A Câmara dos Deputados dos Estados Unidos aprovou, nesta quarta-feira (11), uma proposta legislativa que estabelece a obrigatoriedade de comprovação de cidadania norte-americana para participação nas eleições de meio de mandato, conhecidas como "midterms". A medida, que passou por 218 votos a 213, segue agora para o Senado, onde enfrenta obstáculos para alcançar a maioria necessária de 60 votos.

Detalhes da proposta e críticas da oposição

O projeto exige que os eleitores apresentem documentação que comprove sua cidadania no momento do registro eleitoral para as eleições de meio de mandato, marcadas para 3 de novembro. Além disso, prevê penalidades criminais para funcionários eleitorais que registrarem pessoas sem a documentação exigida.

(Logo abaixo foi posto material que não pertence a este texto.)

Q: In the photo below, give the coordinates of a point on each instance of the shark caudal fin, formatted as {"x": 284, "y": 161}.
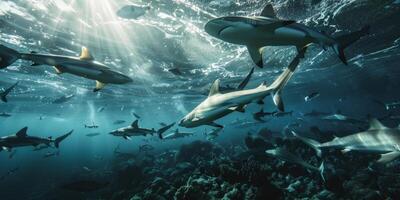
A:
{"x": 344, "y": 41}
{"x": 61, "y": 138}
{"x": 7, "y": 56}
{"x": 321, "y": 170}
{"x": 282, "y": 80}
{"x": 310, "y": 142}
{"x": 3, "y": 95}
{"x": 163, "y": 129}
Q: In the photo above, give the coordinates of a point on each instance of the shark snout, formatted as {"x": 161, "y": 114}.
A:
{"x": 214, "y": 27}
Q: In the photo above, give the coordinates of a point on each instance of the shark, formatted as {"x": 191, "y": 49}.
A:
{"x": 285, "y": 155}
{"x": 176, "y": 135}
{"x": 4, "y": 93}
{"x": 257, "y": 32}
{"x": 218, "y": 105}
{"x": 83, "y": 66}
{"x": 258, "y": 116}
{"x": 135, "y": 130}
{"x": 22, "y": 139}
{"x": 378, "y": 138}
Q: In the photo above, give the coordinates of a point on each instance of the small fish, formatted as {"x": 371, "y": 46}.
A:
{"x": 92, "y": 134}
{"x": 101, "y": 109}
{"x": 311, "y": 96}
{"x": 91, "y": 126}
{"x": 3, "y": 114}
{"x": 116, "y": 122}
{"x": 146, "y": 148}
{"x": 86, "y": 169}
{"x": 40, "y": 147}
{"x": 282, "y": 114}
{"x": 51, "y": 154}
{"x": 12, "y": 154}
{"x": 136, "y": 115}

A oposição, liderada pelo Partido Democrata, afirma que a medida impõe encargos desnecessários aos eleitores e concentra poder eleitoral nas mãos do presidente Donald Trump. Críticos argumentam que a iniciativa é baseada em alegações falsas de que um grande número de imigrantes em situação irregular teria votado em eleições federais.

Contexto político e perspectivas futuras

Atualmente, o Partido Republicano, de Trump, controla ambas as Casas do Congresso. No entanto, pesquisas indicam que o Partido Democrata pode ganhar força na disputa pelas eleições de meio de mandato, que renovarão toda a Câmara de Representantes e 35 das 100 cadeiras do Senado.

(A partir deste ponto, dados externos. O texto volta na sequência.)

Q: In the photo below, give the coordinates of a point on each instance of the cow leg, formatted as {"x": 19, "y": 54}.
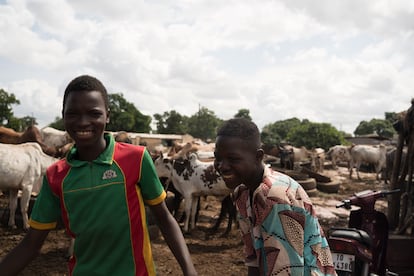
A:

Esta proposta é a versão mais recente de uma iniciativa surgida durante a campanha presidencial de 2024. Medidas semelhantes já haviam sido aprovadas duas vezes pela Câmara – em abril passado e em 2024 –, mas foram rejeitadas no Senado.

A votação ocorre uma semana após Trump pedir que republicanos "assumissem o controle" das eleições em mais de uma dúzia de locais, aumentando as tensões políticas em torno do processo eleitoral.

Com a aprovação na Câmara, o texto agora segue para o Senado, onde não deve alcançar a maioria necessária para ser aprovado, mantendo o impasse legislativo sobre o tema.